CAN message gets corrupt inside a FreeRTOS task

EduardoGoncalves1966 · June 3, 2021, 7:37am

Hi

I was able to create a very strange bug!

I’m using an ATSAMV71-XULT board with Atmel Studio 7 and FreeRTOS 10.0

I have a function (that I list below) that keeps sending a CAN message.
If I call this function outside a task of FreeRTOS it works fine.
However if I call it from a FreeRTOS task the data that comes out is corrupt, although when I follow the code with the debugger all seems well.

Obviously this is an impossible question, but any ideas what could be wrong or how I can gather more information?

One of the obvious culprits would be the stack of the FreeRTOS stack but that is set to 10000 bytes, so I don’t think that may be the one.
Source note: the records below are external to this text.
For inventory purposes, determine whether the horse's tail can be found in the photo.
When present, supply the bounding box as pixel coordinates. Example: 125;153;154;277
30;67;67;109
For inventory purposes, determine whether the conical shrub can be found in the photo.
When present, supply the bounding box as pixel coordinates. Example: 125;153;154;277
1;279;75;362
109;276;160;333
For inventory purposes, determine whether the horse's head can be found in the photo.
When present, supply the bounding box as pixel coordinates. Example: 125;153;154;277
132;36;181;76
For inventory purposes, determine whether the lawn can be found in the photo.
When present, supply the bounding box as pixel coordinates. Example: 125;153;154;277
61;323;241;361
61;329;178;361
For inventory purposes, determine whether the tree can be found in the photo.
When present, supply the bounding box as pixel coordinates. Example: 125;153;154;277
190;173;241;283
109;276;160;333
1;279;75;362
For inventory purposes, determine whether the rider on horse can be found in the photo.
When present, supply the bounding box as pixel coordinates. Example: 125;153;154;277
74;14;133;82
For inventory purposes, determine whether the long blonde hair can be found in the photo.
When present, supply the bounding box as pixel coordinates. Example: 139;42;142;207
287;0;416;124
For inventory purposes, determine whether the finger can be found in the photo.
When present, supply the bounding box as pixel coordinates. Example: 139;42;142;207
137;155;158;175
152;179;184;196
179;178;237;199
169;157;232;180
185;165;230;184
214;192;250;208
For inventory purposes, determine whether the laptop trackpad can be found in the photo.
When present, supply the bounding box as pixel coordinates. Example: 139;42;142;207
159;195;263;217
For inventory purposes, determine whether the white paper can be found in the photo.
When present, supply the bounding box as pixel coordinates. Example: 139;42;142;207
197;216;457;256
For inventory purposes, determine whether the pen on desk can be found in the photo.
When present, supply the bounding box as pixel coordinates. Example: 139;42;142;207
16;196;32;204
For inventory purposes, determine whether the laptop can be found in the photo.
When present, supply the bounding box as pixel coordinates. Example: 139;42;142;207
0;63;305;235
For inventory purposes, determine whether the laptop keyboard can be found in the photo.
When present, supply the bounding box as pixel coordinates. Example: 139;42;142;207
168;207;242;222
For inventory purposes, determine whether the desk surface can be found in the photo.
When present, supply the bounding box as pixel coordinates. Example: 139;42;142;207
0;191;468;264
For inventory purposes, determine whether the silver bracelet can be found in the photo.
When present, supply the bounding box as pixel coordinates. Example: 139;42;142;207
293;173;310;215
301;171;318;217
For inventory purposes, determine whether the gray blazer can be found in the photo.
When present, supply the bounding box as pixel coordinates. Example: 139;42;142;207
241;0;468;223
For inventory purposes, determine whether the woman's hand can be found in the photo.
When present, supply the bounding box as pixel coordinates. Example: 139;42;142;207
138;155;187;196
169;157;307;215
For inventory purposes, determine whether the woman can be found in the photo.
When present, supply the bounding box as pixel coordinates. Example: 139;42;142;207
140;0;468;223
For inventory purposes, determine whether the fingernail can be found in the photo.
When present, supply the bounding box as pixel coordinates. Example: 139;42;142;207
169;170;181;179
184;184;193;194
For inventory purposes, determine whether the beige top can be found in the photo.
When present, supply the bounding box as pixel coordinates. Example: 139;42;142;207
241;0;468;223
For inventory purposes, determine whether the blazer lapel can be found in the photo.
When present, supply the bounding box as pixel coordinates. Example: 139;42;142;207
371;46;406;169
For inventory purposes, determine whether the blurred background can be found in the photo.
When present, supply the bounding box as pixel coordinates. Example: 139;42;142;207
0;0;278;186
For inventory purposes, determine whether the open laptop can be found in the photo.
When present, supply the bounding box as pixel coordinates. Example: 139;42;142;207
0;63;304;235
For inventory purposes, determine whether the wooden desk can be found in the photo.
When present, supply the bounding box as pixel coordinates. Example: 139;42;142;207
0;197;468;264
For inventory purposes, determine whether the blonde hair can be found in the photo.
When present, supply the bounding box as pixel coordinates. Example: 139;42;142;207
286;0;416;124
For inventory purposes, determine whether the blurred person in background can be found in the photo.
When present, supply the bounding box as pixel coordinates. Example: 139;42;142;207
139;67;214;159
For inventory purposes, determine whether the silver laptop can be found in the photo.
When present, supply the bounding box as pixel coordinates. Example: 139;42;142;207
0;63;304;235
Also I don’t see that many usage of the stack.

thanks

static uint8_t Txfinished = false;

void CAN_1_tx_callback_(struct can_async_descriptor *const descr)
{
	Txfinished = true;
}

void CAN1test (void)
{
	struct can_message msgTx;

	can_async_register_callback(&CAN_1, CAN_ASYNC_TX_CB, (FUNC_PTR)CAN_1_tx_callback_);

	can_async_enable(&CAN_1);

	struct can_filter filter;
	filter.id   = 0;	filter.mask = 0;		// accept every CAN id
	can_async_set_filter(&CAN_1, 0, CAN_FMT_EXTID, &filter);

	msgTx.data = "ola";
	msgTx.id = 0x4455;
	msgTx.len = strlen(msgTx.data);
	msgTx.type = CAN_TYPE_DATA;
	msgTx.fmt  = CAN_FMT_EXTID;

	while(1)
	{
		Txfinished = false;
		can_async_write(&CAN_1, &msgTx);

		while (!Txfinished);

		for(int i=0; i<10000000; i++);

		can_async_enable(&CAN_1);
	}
}


int main_CSPv71(void)
{
	NVIC_SetPriority ( UART1_IRQn, configLIBRARY_MAX_SYSCALL_INTERRUPT_PRIORITY );
	NVIC_SetPriority ( MCAN1_INT0_IRQn, configLIBRARY_MAX_SYSCALL_INTERRUPT_PRIORITY );
	NVIC_SetPriority ( MCAN1_INT1_IRQn, configLIBRARY_MAX_SYSCALL_INTERRUPT_PRIORITY );


void CAN1test (void);
CAN1test();  **<<==  Here it works fine!**


	if ( xTaskCreate ( main_CSP_task, "main_CSP_task", TASK_STACK_SIZE, NULL, TASK_PRIORITY, main_CSP_task_TH ) != pdPASS )
		while(1);


static void main_CSP_task(void *p)
{
    void CAN1test (void);
    CAN1test();  **<<== Here it does not work, corrupt data comes out, but the debugger shows valid data**

hs2 · June 3, 2021, 8:55am

Almost certainly TASK_STACK_SIZE is too small because I bet it’s a stack overflow problem.
I strongly recommend to define configASSERT and also enable stack overflow checking for development/debugging in case it’s not already done.
Note that the stack overflow checks can’t catch all overflows in all situations, but it helps a lot.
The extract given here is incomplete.